The teller was whipping through dollar bills during our conversation, and I asked her, "do you ever come across old money... silver, reds?"
"Oh sure, yeah the old folks bring 'em in".
"What do you do with them?"
"We hold them aside, there are people who come in and ask for them. Here [flip flip flip flip, lays out a 1934 silver certificate One Dollar bill], like these".
I reached into my purse and pulled out a single, promptly slapping it in the well underneath the bulletproof glass. "Can I have that?"
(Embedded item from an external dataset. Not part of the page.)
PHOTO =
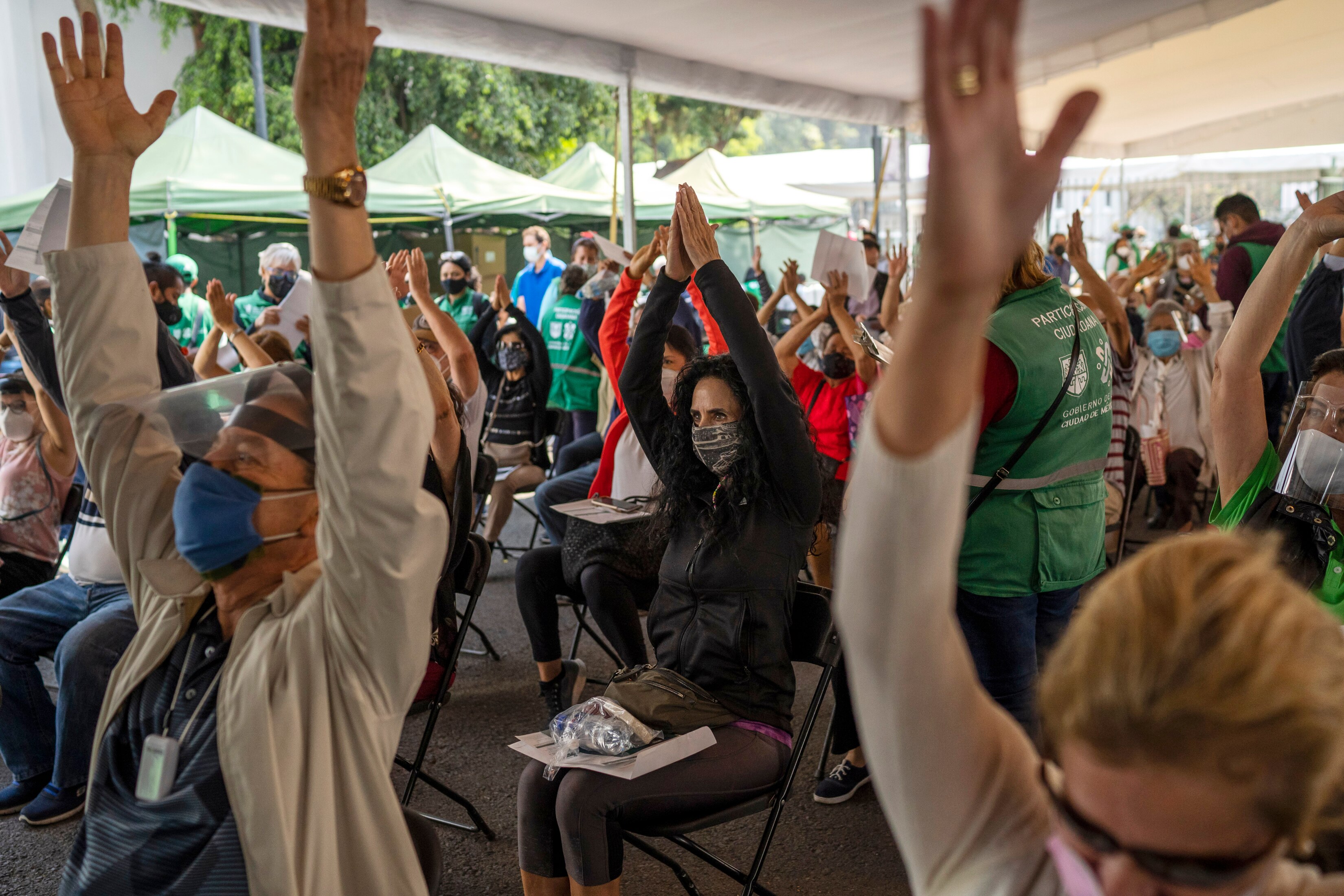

In the early '90s, I started holding on to $2 bills and checking with the bank for silver certificates. It's been almost twenty years since I asked for them, and today as I was cleaning, I added it to my existing collection. Surprisingly, the $2's are very crisp and mostly 1976 issue, but I noticed some very interesting things about the silver certs. Je vous presente les certs. You can click on them for the large size photos.
I hope that you can see how vibrantly green these bills were. Look at the three bills pictured together in the above photo (series 1935), compared with the bill in the top of the picture (1957). In person, these '35s almost emerald... Greenbacks. How cool is that one at the bottom of the picture, series 1934.
Sometimes I hate cleaning, but then I see what kinds of cool things I've collected over the years. These are from some relatively prominent times... the Great Depression, the Golden Age of the 50s, the bicentennial in 1976, and some of the $2's are from the Reagan era, which to me is prominent because my family was lifted out of a dire financial state through his policies.
I love this country.
Back when I was driving a cab, I had an older lady ask if I would mind a couple silver dollars as part of the fare, I said, sure and pocketed the money. When I looked closer that night at home, I found that she had given me a 1921 Morgan Silver Dollar and a 1923 Walking Liberty Silver Dollar. She also included several pre-1964 quarters, any one of these coins would have more than paid for her ride. I felt guilty, but she rode between stores, so I didn't know where she lived, so I could return them to her.
ReplyDeleteMy thought is, these probably came from a coin collection, maybe her husbands. Clearly she had no idea of what the true value of what she had... That's a shame.